Framework for Extrinsic Plagiarism Avoidance

This test data was created to evaluate the “Framework for Extrinsic Plagiarism Avoidance” which is system to detect the plagiarism in a research article and then it helps the authors to remove/replace the text which is detected to be copied from other sources. During corpus creation we selected the four documents. 2 of them have the same author and they are useful to detect self plagiarism. Other two documents are different documents and they do not have any shared attributes with first set and between them. We can call this super set and they will make the system. There are three sets of documents in user space which have been selected. 1 st is fully copied from the system space. 2 nd is partially (50% approx .) copied from system space and 3 rd one are non-plagiarized documents.

We prepared 20 different documents during test data creation.
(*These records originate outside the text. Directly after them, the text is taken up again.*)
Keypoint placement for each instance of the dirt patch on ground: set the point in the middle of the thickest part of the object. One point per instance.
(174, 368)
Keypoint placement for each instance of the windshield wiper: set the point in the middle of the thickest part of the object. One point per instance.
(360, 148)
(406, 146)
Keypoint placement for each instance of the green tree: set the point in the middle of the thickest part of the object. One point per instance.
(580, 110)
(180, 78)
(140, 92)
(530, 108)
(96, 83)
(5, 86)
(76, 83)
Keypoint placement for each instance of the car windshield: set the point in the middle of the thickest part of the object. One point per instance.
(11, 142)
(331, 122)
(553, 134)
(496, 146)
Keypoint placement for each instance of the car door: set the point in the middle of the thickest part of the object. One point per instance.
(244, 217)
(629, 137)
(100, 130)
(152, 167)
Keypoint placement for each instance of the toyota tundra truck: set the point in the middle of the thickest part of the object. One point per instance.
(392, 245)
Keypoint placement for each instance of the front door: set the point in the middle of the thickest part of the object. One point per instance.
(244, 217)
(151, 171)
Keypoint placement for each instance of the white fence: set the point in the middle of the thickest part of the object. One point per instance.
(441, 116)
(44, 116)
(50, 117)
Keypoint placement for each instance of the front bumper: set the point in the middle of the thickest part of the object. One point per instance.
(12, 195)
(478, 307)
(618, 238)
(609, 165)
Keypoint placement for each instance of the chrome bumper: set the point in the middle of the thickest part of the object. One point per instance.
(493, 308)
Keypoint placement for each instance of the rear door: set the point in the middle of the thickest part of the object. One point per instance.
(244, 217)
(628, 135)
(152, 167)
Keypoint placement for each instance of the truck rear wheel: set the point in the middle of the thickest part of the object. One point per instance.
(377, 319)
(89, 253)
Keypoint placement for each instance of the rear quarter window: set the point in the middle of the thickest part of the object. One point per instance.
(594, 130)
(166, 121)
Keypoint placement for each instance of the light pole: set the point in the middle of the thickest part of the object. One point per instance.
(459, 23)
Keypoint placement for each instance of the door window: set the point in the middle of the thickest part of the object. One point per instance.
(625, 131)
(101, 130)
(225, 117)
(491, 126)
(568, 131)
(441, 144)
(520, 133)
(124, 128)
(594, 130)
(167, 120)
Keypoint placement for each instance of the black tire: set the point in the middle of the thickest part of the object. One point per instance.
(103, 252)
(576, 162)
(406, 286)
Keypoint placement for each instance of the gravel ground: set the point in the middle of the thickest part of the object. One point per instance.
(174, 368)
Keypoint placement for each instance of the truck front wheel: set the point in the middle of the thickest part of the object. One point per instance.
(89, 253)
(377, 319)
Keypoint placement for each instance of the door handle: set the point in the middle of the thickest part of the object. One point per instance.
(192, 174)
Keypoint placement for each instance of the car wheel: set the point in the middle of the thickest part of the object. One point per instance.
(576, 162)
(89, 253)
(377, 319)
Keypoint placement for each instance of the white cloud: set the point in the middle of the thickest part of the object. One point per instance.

Two documents (A, D) in the test data are from distinct authors and two documents (B, C) in the corpus share the same authors. This test is added to check the self plagiarism. Document set (A1, B1, A1B1, A1B1C1, B1C1, A1D1) are fully plagiarized and documents (A2B2, A2B2C2, B2C2, A2D2, A2B2C2D2) are partially plagiarized from the first four documents. The text in remaining five documents is copied from the internet on distinct topics to make them unique.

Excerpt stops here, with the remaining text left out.